Chronic use of narcotics is common among children with inflammatory bowel disease (IBD)—particularly among those with anxiety and depression, researchers report in the February issue of Clinical Gastroenterology and Hepatology. Identifying and treating psychological disorders could reduce symptoms that lead to narcotic use and their complications in these patients.
Narcotics are prescribed to patients with IBD to provide temporary relief from pain during a flare or after surgery. However, long-term narcotic analgesia is not recommended for adults or children. In adults, use of narcotics increases mortality, serious infection, sleep disorders, pneumonia, and psychiatric disorders. In children, chronic treatment with narcotics can also lead to malnutrition, opportunistic infections, and hepatosplenic lymphoma, as well as reduce growth.
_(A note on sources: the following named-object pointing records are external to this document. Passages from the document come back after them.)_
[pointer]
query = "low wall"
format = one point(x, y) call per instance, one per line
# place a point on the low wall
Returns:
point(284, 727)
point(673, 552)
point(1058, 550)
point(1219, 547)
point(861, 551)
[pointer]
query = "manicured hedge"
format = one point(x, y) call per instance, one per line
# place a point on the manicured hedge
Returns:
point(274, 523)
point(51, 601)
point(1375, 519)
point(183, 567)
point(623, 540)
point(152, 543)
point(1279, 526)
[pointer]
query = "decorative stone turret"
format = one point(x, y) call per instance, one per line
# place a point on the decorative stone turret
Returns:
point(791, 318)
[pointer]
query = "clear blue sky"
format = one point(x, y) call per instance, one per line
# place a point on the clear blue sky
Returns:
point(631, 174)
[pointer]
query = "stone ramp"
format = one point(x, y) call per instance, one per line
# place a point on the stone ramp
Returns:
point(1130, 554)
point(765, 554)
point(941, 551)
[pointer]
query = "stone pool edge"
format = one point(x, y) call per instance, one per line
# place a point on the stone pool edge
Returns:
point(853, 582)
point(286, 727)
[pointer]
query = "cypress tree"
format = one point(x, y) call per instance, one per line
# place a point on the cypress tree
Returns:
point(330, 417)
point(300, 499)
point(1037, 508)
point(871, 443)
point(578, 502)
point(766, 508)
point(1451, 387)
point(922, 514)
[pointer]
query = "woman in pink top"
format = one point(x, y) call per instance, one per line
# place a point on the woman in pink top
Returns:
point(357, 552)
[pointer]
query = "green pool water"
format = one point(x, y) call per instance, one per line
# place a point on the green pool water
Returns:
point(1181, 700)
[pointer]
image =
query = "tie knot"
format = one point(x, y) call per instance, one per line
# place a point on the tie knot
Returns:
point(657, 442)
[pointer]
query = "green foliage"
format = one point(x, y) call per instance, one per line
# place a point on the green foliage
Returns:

Although pain control is an important aspect of disease management in pediatric IBD, little is known about chronic narcotic use in children.
Jessie P. Buckley et al used data from a large insurance claims database, collected from 2010 through 2011, to compare the prescription narcotic use among children (younger than 18 years old) with and without IBD who were not undergoing surgery. Buckley et al also searched for factors associated with narcotic treatment of pediatric patients with IBD.
Of 4344 children with IBD during the study period, 63% had Crohn’s disease, and 37% had ulcerative colitis.
Buckley et al found that 5.6% of children with IBD vs 2.3% of children in the general population received chronic narcotic therapy. Associations between IBD and narcotic use revealed a particularly high burden among children with concomitant anxiety or depression.
Buckley et al say that psychiatric disorders have also been associated with increased risk of narcotic use among adults with IBD. The authors propose that increased awareness of psychological comorbidities, screening, and treatment could reduce IBD symptoms that lead to narcotic use, and complications that result from it.